Elle se dit préoccupée par le fait qu’en raison du sous-financement, les organismes communautaires ne puissent pas, par exemple, devenir des employeurs compétitifs face aux autres. « On est aussi face à un contexte de pénurie de main-d’œuvre. C’est dur de recruter car les salaires qu’on offre ne sont pas assez grands. Ça crée aussi un roulement de personnel qui fragilise beaucoup les organismes. Et en bout de ligne, ce sont tous les gens qui fréquentent les organismes communautaires qui en souffrent », souligne Mariève Proulx-Roy.

À ses yeux, augmenter et sécuriser le financement permettra « d’offrir et d’avoir un meilleur service ». « Moi, j’ai la chance d’avoir une équipe stable, avec beaucoup d’expérience, mais ce n’est malheureusement pas le cas pour tous les groupes communautaires. »

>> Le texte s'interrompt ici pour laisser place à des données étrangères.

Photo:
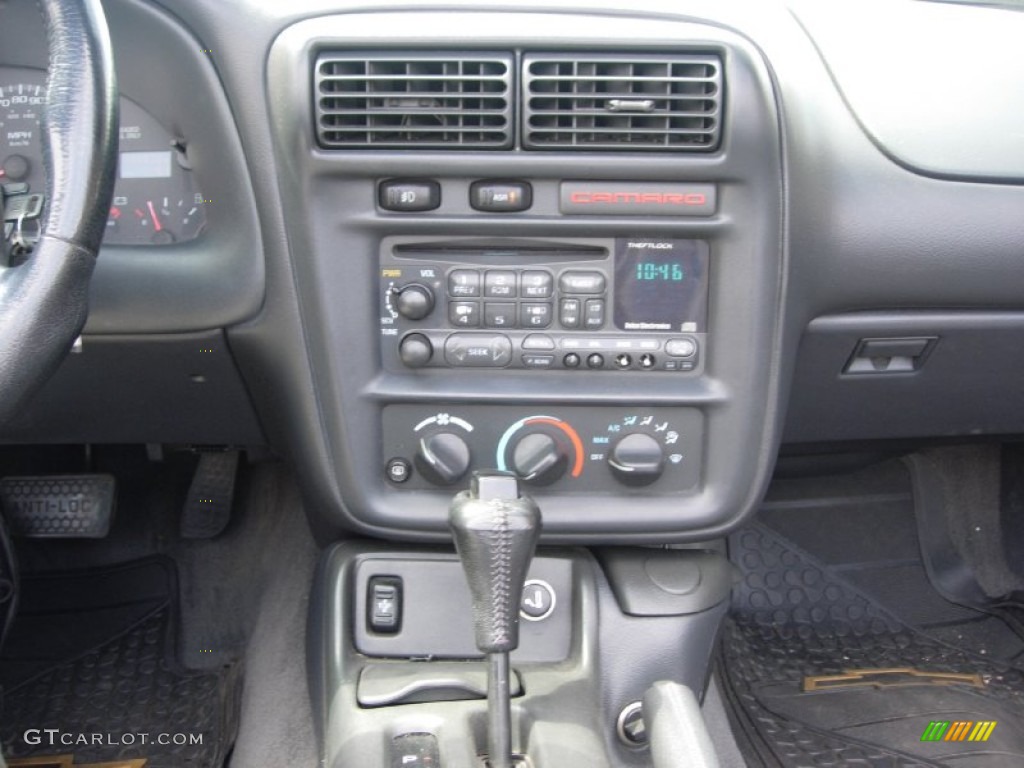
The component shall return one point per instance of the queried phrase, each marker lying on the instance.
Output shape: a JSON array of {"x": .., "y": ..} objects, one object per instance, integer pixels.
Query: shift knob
[{"x": 496, "y": 531}]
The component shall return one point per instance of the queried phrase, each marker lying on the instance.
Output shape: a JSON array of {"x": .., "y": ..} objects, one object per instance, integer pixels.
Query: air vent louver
[
  {"x": 580, "y": 101},
  {"x": 427, "y": 100}
]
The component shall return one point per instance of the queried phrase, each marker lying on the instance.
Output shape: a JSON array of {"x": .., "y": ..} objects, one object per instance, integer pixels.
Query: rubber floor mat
[
  {"x": 794, "y": 617},
  {"x": 91, "y": 657}
]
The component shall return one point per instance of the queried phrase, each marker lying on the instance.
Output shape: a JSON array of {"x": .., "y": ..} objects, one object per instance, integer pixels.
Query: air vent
[
  {"x": 426, "y": 100},
  {"x": 579, "y": 101}
]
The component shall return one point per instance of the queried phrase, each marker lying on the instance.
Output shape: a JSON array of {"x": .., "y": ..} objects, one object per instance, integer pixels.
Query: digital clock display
[{"x": 660, "y": 285}]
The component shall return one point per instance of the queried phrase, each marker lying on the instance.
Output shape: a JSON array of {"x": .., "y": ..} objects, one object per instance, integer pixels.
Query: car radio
[{"x": 622, "y": 304}]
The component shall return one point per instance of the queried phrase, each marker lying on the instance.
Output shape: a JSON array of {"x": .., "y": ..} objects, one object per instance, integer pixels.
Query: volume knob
[
  {"x": 637, "y": 460},
  {"x": 414, "y": 301}
]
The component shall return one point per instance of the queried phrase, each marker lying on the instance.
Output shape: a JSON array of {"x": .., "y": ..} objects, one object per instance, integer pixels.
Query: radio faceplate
[{"x": 623, "y": 304}]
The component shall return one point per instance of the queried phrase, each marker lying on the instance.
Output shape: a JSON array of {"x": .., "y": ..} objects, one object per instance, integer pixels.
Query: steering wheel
[{"x": 44, "y": 300}]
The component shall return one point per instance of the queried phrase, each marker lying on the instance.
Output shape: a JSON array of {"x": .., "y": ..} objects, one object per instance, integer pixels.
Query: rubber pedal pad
[
  {"x": 58, "y": 506},
  {"x": 211, "y": 496}
]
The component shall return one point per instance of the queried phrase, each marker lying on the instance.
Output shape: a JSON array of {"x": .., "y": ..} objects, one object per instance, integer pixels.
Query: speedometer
[
  {"x": 20, "y": 107},
  {"x": 156, "y": 200}
]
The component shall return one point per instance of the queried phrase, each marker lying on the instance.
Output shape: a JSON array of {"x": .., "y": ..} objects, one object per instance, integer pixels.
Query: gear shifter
[{"x": 496, "y": 531}]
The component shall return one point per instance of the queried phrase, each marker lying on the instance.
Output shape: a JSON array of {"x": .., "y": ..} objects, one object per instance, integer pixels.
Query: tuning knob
[
  {"x": 637, "y": 460},
  {"x": 416, "y": 350},
  {"x": 414, "y": 301},
  {"x": 442, "y": 458},
  {"x": 540, "y": 459}
]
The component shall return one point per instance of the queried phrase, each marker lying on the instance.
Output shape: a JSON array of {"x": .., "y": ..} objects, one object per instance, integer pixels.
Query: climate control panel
[{"x": 553, "y": 450}]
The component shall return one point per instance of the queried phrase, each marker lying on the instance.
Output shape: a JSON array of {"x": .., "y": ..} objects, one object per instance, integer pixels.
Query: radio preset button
[
  {"x": 594, "y": 313},
  {"x": 539, "y": 360},
  {"x": 536, "y": 285},
  {"x": 499, "y": 314},
  {"x": 464, "y": 313},
  {"x": 535, "y": 314},
  {"x": 580, "y": 282},
  {"x": 478, "y": 350},
  {"x": 539, "y": 341},
  {"x": 464, "y": 284},
  {"x": 499, "y": 284},
  {"x": 568, "y": 312},
  {"x": 681, "y": 347}
]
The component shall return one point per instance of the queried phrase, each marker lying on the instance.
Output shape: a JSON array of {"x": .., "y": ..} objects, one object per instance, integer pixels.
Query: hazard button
[{"x": 384, "y": 604}]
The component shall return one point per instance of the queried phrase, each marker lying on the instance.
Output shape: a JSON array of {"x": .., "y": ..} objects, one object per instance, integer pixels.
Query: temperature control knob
[
  {"x": 414, "y": 301},
  {"x": 442, "y": 458},
  {"x": 540, "y": 459},
  {"x": 637, "y": 460},
  {"x": 416, "y": 350}
]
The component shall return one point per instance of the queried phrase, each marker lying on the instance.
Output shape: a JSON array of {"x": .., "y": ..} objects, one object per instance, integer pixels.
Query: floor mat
[
  {"x": 91, "y": 654},
  {"x": 797, "y": 614}
]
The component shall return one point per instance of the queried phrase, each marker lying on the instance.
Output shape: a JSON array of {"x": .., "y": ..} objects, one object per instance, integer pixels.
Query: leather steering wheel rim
[{"x": 44, "y": 301}]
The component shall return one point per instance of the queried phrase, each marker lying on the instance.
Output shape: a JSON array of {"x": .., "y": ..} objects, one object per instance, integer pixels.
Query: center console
[{"x": 553, "y": 247}]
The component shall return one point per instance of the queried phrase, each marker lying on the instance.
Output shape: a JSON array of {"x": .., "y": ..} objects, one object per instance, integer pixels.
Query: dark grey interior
[{"x": 826, "y": 267}]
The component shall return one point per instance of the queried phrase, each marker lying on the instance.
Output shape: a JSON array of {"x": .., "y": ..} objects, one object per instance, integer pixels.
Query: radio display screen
[{"x": 660, "y": 285}]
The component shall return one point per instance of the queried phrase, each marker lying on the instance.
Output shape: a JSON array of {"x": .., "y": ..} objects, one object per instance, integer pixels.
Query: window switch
[
  {"x": 384, "y": 604},
  {"x": 415, "y": 751}
]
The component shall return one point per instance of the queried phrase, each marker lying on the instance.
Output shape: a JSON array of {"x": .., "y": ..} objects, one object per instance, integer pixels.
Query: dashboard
[{"x": 627, "y": 253}]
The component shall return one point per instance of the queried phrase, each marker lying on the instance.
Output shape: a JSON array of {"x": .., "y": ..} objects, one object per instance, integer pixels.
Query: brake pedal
[
  {"x": 211, "y": 496},
  {"x": 58, "y": 506}
]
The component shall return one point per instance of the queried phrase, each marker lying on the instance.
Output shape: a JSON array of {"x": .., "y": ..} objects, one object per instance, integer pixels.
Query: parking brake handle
[{"x": 496, "y": 531}]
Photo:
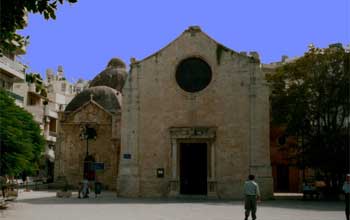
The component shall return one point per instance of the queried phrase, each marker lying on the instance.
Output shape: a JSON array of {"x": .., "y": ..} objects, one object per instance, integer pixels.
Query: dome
[
  {"x": 103, "y": 95},
  {"x": 116, "y": 63},
  {"x": 113, "y": 76}
]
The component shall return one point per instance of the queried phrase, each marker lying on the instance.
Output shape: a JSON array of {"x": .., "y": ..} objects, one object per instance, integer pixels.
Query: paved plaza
[{"x": 44, "y": 205}]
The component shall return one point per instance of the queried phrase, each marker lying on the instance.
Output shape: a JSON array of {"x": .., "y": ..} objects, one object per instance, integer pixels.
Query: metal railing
[
  {"x": 12, "y": 64},
  {"x": 15, "y": 96}
]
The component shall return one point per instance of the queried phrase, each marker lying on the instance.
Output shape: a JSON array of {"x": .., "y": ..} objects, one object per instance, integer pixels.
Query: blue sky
[{"x": 86, "y": 35}]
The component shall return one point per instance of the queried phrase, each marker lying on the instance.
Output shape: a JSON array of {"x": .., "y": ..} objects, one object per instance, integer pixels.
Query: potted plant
[{"x": 64, "y": 192}]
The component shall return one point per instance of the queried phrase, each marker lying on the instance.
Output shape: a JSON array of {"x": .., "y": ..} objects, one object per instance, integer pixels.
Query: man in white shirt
[
  {"x": 346, "y": 189},
  {"x": 252, "y": 195}
]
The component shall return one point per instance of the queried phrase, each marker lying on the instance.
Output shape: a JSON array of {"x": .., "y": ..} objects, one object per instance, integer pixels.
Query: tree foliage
[
  {"x": 310, "y": 97},
  {"x": 13, "y": 17},
  {"x": 21, "y": 143}
]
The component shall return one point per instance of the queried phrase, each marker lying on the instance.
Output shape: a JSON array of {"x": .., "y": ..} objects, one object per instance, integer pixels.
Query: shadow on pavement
[{"x": 110, "y": 198}]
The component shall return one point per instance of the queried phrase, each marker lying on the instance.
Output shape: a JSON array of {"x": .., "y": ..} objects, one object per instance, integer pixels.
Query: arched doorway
[{"x": 89, "y": 168}]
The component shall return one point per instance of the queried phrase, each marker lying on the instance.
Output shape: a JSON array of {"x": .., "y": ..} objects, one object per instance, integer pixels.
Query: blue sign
[
  {"x": 99, "y": 166},
  {"x": 127, "y": 156}
]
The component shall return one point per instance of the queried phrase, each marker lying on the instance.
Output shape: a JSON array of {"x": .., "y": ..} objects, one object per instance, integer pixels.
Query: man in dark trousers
[
  {"x": 252, "y": 195},
  {"x": 346, "y": 189}
]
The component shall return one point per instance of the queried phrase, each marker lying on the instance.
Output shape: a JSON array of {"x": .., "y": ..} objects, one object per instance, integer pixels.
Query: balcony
[
  {"x": 37, "y": 111},
  {"x": 50, "y": 136},
  {"x": 12, "y": 67},
  {"x": 49, "y": 112},
  {"x": 15, "y": 96}
]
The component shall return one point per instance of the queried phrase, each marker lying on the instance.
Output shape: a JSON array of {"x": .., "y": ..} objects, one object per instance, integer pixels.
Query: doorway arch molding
[{"x": 180, "y": 135}]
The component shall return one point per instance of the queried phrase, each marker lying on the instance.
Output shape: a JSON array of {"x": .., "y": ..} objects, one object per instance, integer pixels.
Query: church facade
[{"x": 194, "y": 121}]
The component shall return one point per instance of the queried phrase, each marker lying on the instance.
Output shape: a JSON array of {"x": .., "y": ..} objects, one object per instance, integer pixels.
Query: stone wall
[
  {"x": 71, "y": 150},
  {"x": 235, "y": 103}
]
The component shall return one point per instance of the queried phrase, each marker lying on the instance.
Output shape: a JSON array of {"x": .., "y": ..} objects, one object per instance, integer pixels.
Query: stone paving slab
[{"x": 45, "y": 206}]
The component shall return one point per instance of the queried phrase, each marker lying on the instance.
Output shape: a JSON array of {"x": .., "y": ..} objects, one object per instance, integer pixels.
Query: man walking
[
  {"x": 346, "y": 189},
  {"x": 252, "y": 195}
]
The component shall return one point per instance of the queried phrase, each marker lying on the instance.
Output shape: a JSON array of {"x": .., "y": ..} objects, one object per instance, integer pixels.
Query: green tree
[
  {"x": 21, "y": 144},
  {"x": 310, "y": 97},
  {"x": 13, "y": 17}
]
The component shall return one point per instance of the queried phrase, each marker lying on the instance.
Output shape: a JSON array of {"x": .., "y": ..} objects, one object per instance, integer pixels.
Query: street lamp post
[{"x": 87, "y": 133}]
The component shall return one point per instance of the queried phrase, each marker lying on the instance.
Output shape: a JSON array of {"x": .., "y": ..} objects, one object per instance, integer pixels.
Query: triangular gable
[{"x": 197, "y": 30}]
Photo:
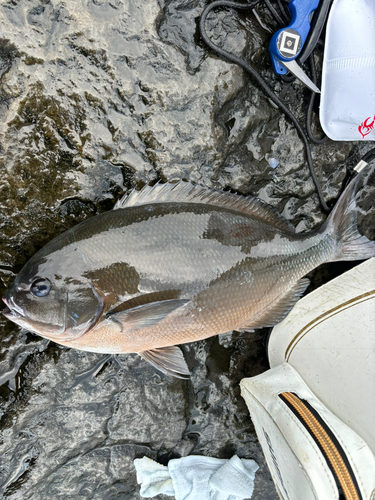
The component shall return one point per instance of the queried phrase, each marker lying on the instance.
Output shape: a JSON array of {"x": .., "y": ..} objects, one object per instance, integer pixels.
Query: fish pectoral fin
[
  {"x": 281, "y": 308},
  {"x": 145, "y": 315},
  {"x": 168, "y": 360}
]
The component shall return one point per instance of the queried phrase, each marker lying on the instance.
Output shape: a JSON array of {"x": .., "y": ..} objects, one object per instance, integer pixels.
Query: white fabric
[
  {"x": 154, "y": 478},
  {"x": 197, "y": 478},
  {"x": 347, "y": 110},
  {"x": 299, "y": 468}
]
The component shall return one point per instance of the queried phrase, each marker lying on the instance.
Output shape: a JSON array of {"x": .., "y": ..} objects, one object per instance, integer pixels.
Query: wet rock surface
[{"x": 97, "y": 97}]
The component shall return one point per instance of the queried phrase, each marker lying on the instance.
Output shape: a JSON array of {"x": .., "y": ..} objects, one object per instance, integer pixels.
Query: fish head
[{"x": 55, "y": 305}]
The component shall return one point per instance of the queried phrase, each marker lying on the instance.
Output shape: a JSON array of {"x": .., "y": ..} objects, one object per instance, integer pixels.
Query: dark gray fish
[{"x": 175, "y": 263}]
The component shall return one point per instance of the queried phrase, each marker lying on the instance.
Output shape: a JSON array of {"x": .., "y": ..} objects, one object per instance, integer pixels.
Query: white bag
[
  {"x": 312, "y": 455},
  {"x": 347, "y": 109}
]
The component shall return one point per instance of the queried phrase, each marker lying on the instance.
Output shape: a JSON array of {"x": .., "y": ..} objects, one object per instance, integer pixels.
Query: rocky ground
[{"x": 97, "y": 97}]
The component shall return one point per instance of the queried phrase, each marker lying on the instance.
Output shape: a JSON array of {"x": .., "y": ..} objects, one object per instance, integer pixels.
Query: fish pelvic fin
[
  {"x": 168, "y": 360},
  {"x": 280, "y": 309},
  {"x": 185, "y": 192},
  {"x": 342, "y": 222}
]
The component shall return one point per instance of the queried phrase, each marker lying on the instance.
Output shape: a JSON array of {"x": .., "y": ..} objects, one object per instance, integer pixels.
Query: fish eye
[{"x": 40, "y": 287}]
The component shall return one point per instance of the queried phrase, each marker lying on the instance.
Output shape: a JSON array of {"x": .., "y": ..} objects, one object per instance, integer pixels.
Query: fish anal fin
[
  {"x": 281, "y": 308},
  {"x": 145, "y": 315},
  {"x": 168, "y": 360}
]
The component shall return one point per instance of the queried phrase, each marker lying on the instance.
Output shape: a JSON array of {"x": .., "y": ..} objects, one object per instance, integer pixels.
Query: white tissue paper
[
  {"x": 347, "y": 109},
  {"x": 198, "y": 478}
]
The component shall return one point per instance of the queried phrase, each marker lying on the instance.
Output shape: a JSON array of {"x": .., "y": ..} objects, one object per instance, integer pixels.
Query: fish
[{"x": 175, "y": 263}]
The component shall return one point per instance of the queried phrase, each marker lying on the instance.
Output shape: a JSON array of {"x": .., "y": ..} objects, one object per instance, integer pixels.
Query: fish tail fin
[{"x": 342, "y": 222}]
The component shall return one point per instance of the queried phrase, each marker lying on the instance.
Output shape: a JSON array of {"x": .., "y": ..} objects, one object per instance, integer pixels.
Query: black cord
[
  {"x": 256, "y": 76},
  {"x": 285, "y": 14},
  {"x": 274, "y": 13},
  {"x": 311, "y": 105}
]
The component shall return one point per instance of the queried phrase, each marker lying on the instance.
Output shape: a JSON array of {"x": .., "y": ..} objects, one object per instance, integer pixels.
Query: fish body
[{"x": 173, "y": 264}]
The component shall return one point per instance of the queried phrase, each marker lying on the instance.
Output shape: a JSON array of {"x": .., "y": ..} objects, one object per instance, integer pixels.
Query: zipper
[{"x": 328, "y": 444}]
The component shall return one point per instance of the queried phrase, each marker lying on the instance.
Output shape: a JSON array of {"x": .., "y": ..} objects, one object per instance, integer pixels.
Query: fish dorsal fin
[
  {"x": 281, "y": 308},
  {"x": 168, "y": 360},
  {"x": 185, "y": 192}
]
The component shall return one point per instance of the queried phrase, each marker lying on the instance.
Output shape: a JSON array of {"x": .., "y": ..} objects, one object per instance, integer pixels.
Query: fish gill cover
[{"x": 97, "y": 97}]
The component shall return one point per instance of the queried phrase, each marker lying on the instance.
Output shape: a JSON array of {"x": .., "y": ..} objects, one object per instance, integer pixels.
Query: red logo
[{"x": 365, "y": 128}]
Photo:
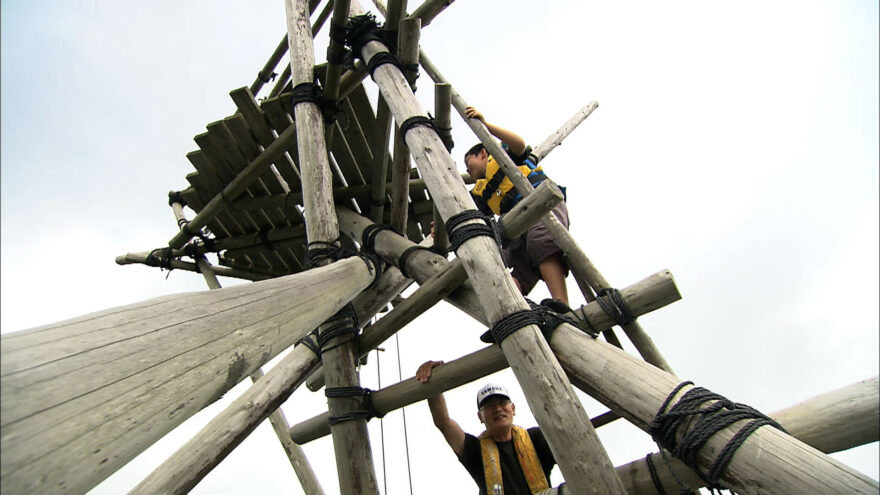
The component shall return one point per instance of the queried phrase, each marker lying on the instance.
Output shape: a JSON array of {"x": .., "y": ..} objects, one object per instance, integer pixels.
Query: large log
[
  {"x": 351, "y": 442},
  {"x": 581, "y": 456},
  {"x": 217, "y": 439},
  {"x": 831, "y": 422},
  {"x": 642, "y": 297},
  {"x": 769, "y": 461},
  {"x": 83, "y": 397}
]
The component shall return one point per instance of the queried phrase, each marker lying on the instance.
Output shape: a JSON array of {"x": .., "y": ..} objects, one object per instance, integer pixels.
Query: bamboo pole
[
  {"x": 580, "y": 265},
  {"x": 769, "y": 461},
  {"x": 570, "y": 125},
  {"x": 831, "y": 422},
  {"x": 351, "y": 442},
  {"x": 584, "y": 462},
  {"x": 83, "y": 397},
  {"x": 646, "y": 295}
]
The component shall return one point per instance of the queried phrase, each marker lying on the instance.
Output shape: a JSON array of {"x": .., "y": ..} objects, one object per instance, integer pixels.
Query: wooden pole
[
  {"x": 437, "y": 276},
  {"x": 581, "y": 266},
  {"x": 647, "y": 295},
  {"x": 443, "y": 113},
  {"x": 279, "y": 423},
  {"x": 583, "y": 462},
  {"x": 85, "y": 396},
  {"x": 831, "y": 422},
  {"x": 382, "y": 132},
  {"x": 351, "y": 442},
  {"x": 210, "y": 446},
  {"x": 556, "y": 138},
  {"x": 769, "y": 461}
]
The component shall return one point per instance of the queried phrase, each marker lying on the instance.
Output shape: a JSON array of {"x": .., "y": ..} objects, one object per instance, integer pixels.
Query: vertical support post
[
  {"x": 581, "y": 456},
  {"x": 350, "y": 439},
  {"x": 443, "y": 124},
  {"x": 581, "y": 266}
]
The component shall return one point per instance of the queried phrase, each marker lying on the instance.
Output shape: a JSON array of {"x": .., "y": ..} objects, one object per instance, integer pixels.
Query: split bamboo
[{"x": 83, "y": 397}]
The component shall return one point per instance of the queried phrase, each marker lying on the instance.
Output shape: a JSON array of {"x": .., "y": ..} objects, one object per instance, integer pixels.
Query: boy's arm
[
  {"x": 513, "y": 140},
  {"x": 451, "y": 430}
]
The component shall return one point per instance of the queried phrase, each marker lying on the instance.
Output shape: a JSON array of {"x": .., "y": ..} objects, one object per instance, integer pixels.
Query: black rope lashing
[
  {"x": 266, "y": 78},
  {"x": 415, "y": 121},
  {"x": 404, "y": 256},
  {"x": 310, "y": 341},
  {"x": 382, "y": 58},
  {"x": 160, "y": 257},
  {"x": 511, "y": 323},
  {"x": 310, "y": 92},
  {"x": 176, "y": 197},
  {"x": 361, "y": 30},
  {"x": 263, "y": 235},
  {"x": 343, "y": 323},
  {"x": 459, "y": 235},
  {"x": 336, "y": 50},
  {"x": 612, "y": 303},
  {"x": 706, "y": 421}
]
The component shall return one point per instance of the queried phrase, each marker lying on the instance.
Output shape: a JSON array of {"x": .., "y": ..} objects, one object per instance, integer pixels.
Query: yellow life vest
[
  {"x": 525, "y": 452},
  {"x": 497, "y": 190}
]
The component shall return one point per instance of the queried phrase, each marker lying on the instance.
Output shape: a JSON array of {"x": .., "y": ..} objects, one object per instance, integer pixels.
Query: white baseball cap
[{"x": 491, "y": 389}]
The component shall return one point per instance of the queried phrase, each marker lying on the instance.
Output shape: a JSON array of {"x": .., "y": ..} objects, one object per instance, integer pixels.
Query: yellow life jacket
[
  {"x": 497, "y": 191},
  {"x": 525, "y": 452}
]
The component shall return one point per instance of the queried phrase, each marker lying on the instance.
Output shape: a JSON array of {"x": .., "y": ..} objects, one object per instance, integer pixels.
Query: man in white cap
[{"x": 505, "y": 459}]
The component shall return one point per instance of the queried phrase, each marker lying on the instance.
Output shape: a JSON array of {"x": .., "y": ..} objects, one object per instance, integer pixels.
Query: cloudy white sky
[{"x": 735, "y": 144}]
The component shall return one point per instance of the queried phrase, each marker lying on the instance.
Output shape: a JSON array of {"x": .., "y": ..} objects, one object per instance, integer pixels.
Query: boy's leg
[{"x": 553, "y": 272}]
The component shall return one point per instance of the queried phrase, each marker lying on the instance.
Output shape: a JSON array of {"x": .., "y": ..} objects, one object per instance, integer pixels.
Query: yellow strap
[{"x": 528, "y": 461}]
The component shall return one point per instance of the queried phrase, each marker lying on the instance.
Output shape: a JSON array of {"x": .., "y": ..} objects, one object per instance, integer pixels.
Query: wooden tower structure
[{"x": 309, "y": 194}]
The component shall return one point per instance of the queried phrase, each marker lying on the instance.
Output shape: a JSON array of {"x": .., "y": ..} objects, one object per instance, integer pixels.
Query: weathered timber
[
  {"x": 354, "y": 463},
  {"x": 237, "y": 186},
  {"x": 831, "y": 422},
  {"x": 382, "y": 132},
  {"x": 583, "y": 462},
  {"x": 644, "y": 296},
  {"x": 581, "y": 266},
  {"x": 769, "y": 461},
  {"x": 85, "y": 396},
  {"x": 570, "y": 125},
  {"x": 279, "y": 423},
  {"x": 439, "y": 276},
  {"x": 429, "y": 9},
  {"x": 210, "y": 446},
  {"x": 132, "y": 258}
]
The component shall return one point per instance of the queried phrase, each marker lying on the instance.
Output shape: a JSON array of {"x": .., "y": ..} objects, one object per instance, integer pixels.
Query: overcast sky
[{"x": 734, "y": 144}]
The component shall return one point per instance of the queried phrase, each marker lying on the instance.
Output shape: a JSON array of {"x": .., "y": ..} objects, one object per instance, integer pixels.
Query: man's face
[
  {"x": 476, "y": 164},
  {"x": 497, "y": 413}
]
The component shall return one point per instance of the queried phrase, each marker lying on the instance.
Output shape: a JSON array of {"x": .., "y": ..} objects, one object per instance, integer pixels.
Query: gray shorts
[{"x": 536, "y": 245}]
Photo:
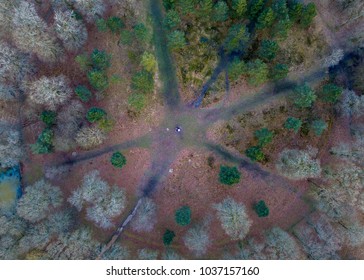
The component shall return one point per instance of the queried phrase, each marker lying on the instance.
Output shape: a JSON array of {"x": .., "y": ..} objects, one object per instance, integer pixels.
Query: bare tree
[
  {"x": 101, "y": 201},
  {"x": 298, "y": 164},
  {"x": 31, "y": 34},
  {"x": 233, "y": 217},
  {"x": 50, "y": 91},
  {"x": 89, "y": 137},
  {"x": 71, "y": 31},
  {"x": 38, "y": 201},
  {"x": 92, "y": 9}
]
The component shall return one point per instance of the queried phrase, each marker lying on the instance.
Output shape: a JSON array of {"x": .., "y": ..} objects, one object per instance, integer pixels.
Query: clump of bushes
[{"x": 229, "y": 175}]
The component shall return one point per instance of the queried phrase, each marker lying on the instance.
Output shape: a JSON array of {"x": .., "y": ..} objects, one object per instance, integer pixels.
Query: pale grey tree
[
  {"x": 50, "y": 92},
  {"x": 31, "y": 34}
]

La Passerelle, qui offre des services sur les territoires de Bécancour et Nicolet-Yamaska et qui a comme mission d’aider les proches d’une personne vivant avec des problèmes de santé mentale, se trouve dans cette situation. Christian Pépin est le seul et unique intervenant de l’organisme, en plus d’être directeur général par intérim. L’équipe est formée de deux autres personnes, soit une directrice et une adjointe administrative. Depuis 6 ans, M. Pépin porte toutes les interventions sur ses épaules, une charge de travail jugée démesurée pour une seule personne.

« Quand je fais ma demande au CIUSSS, je demande toujours de l’argent pour engager un deuxième intervenant. Dans un monde idéal, ce serait plus que ça, mais dans un monde réaliste, un second intervenant pourrait s’occuper du volet jeunesse », affirme M. Pépin. Toutefois, malgré ses demandes répétées, l’organisme ne reçoit pas le financement espéré.

« Avec ce qu’on reçoit, on est capable de payer trois personnes. On veut essayer dans la mesure du possible d’être attractif et de donner des conditions salariales intéressantes, explique M. Pépin. Quand tu vas travailler dans le communautaire, tu ne vas pas nécessairement là pour le salaire. Mais on est dans un monde où tout coûte de plus en plus cher. Ça prend un minimum de revenus pour être bien. »

Un financement supplémentaire aiderait également l’organisme à mieux couvrir son territoire. Sa réalité rurale et la grandeur de son territoire ne facilitent pas son travail. D’ailleurs, Christian Pépin souhaiterait la création d’un point de service à Gentilly afin de mieux desservir la MRC de Bécancour.

Ce qui aide Christian Pépin à garder le cap malgré le manque de financement, c’est son amour pour l’être humain. Après 17 ans dans le réseau de la santé, il a quitté pour œuvrer dans le communautaire pour la liberté d’intervention que cela lui confère. « Si quelqu’un arrive en crise ici et que ça prend deux heures, je suis bien à l’aise de prendre deux heures. Dans le réseau, il y a une performance à donner, et la performance prend le dessus par rapport à l’être humain », estime l’intervenant et directeur par intérim.

Les organismes tiennent rappeler aux gens de ne pas se gêner pour aller chercher les services dont ils ont besoin. Ils les invitent à laisser de côté cette peur du jugement qui, bien souvent, les empêche d’agir.